The Proposal would reverse a previous finding issued by EPA under the Obama Administration, that regulation of hazardous air pollutant (HAP) emissions from EGUs under the MATS Rule was “appropriate and necessary” but would nonetheless leave the rule in effect. The Proposal also concludes that more stringent HAP emission limits are not warranted by the required risk and technology reviews.

The MATS Rule was finalized in 2012 and was based on an EPA finding that regulation of HAP emissions from EGUs was “appropriate and necessary.” But, in making its finding, EPA did not consider the cost of regulation. This decision was challenged by numerous petitioners and ultimately was heard by the U.S. Supreme Court in Michigan v. EPA.

In 2015, just two months after the compliance deadline, the Court ruled that EPA had acted unreasonably by concluding that the cost of regulation need not be considered in determining whether it is appropriate to regulate EGU HAPs emissions.

In response to the Supreme Court’s decision in Michigan, EPA issued a supplemental finding in 2016 concluding that even after considering cost, it remained appropriate to regulate EGU HAP emissions. One of the theories EPA used to justify its 2016 Supplemental Finding was that the co-benefits of regulating EGU HAP emissions outweighed the costs of regulation.

EPA’s current rulemaking proposes to rescind and replace the 2016 Supplemental Finding.

In the Proposal, EPA concludes its 2016 Supplemental Finding was flawed, in part due to its reliance on co-benefits to justify MATS. Instead, EPA now says the previous finding should not have relied on co-benefit reductions as a primary justification for MATS.

Despite proposing to find the regulation of EGU HAP emission is not appropriate and necessary, EPA is not proposing to rescind MATS or delist EGUs from the list of sources regulated because EPA was previously precluded from delisting EGUs by the D.C. Circuit in New Jersey v EPA decided in 2008.

Nevertheless, the EPA does ask for comment on whether it is authorized to rescind MATS or may even be compelled to do so if it finalizes the Proposal as currently drafted. However, if the EPA finalizes the rule as proposed, the main impact of the Proposal would be to establish precedent for how cost-benefit analyses should be performed in the future and would not impact MATS itself.

EPA concludes that the residual risk from EGU HAP emissions does not warrant making the MATS emission limits more stringent and that no new technologies have been developed since the MATS Rule was finalized that would support more stringent standards.

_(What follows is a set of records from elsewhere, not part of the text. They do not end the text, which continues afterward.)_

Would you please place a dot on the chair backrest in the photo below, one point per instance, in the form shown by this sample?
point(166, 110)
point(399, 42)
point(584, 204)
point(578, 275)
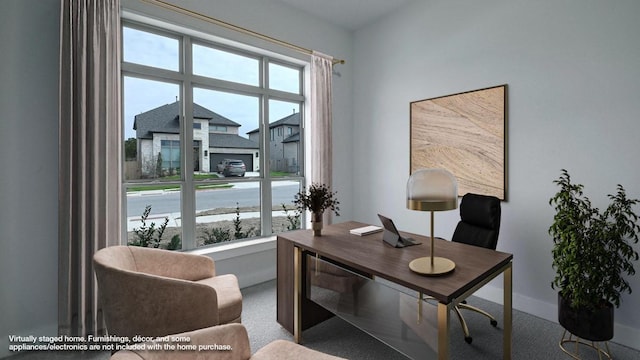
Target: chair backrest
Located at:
point(479, 221)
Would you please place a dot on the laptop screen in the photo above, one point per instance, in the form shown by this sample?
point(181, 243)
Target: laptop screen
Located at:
point(388, 224)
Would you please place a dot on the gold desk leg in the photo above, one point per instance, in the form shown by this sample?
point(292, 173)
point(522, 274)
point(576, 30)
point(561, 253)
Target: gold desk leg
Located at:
point(508, 309)
point(297, 296)
point(443, 331)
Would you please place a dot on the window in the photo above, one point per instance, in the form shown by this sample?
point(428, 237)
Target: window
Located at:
point(194, 140)
point(169, 156)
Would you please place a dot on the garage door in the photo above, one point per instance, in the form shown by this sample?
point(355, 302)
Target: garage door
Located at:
point(215, 158)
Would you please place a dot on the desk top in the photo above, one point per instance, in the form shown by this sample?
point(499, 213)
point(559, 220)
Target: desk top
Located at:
point(371, 255)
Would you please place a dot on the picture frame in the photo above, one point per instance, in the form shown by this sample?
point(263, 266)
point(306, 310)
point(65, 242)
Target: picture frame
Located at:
point(464, 133)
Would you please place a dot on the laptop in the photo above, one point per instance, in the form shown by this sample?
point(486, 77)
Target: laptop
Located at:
point(391, 235)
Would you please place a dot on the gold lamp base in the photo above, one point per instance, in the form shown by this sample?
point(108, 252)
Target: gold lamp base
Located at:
point(440, 266)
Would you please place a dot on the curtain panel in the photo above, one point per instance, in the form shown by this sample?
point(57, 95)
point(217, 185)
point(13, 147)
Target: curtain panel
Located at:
point(90, 134)
point(321, 120)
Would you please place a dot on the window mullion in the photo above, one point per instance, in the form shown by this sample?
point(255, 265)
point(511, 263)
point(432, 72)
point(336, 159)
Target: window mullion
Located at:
point(266, 211)
point(186, 129)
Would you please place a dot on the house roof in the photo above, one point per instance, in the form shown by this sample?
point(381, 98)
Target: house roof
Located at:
point(231, 141)
point(164, 119)
point(291, 120)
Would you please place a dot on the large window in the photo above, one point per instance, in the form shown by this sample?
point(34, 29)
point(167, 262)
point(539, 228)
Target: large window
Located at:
point(202, 162)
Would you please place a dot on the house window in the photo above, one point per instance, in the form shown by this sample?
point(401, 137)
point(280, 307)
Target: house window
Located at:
point(226, 92)
point(218, 128)
point(170, 156)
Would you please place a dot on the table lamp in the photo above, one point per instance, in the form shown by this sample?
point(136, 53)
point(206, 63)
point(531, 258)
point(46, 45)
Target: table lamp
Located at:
point(432, 190)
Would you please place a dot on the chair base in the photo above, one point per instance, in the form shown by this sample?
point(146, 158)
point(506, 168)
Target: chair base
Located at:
point(578, 341)
point(463, 323)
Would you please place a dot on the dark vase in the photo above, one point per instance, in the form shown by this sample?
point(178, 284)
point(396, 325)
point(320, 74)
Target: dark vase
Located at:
point(316, 223)
point(593, 325)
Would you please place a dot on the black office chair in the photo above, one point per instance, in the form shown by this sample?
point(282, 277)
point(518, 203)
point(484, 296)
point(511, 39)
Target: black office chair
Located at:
point(479, 226)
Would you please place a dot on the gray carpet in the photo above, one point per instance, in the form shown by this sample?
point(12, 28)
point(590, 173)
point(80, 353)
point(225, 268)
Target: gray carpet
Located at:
point(533, 338)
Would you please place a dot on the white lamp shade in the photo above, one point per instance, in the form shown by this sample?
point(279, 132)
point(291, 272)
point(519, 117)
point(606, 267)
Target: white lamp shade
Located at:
point(432, 190)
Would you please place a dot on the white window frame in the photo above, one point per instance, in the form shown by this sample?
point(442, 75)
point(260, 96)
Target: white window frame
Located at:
point(187, 82)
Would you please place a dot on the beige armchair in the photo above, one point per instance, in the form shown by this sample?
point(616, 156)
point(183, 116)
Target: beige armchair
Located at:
point(231, 341)
point(153, 292)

Although the shutdown of the federal government delayed publication of the Proposal in the Federal Register, the comment period will be open for 60 days once the Proposal is published.

What this means to you
If the EPA finalizes the MATS rule as proposed, the main impact of the Proposal would be to establish precedent for how cost-benefit analyses should be performed in the future and would not impact MATS itself.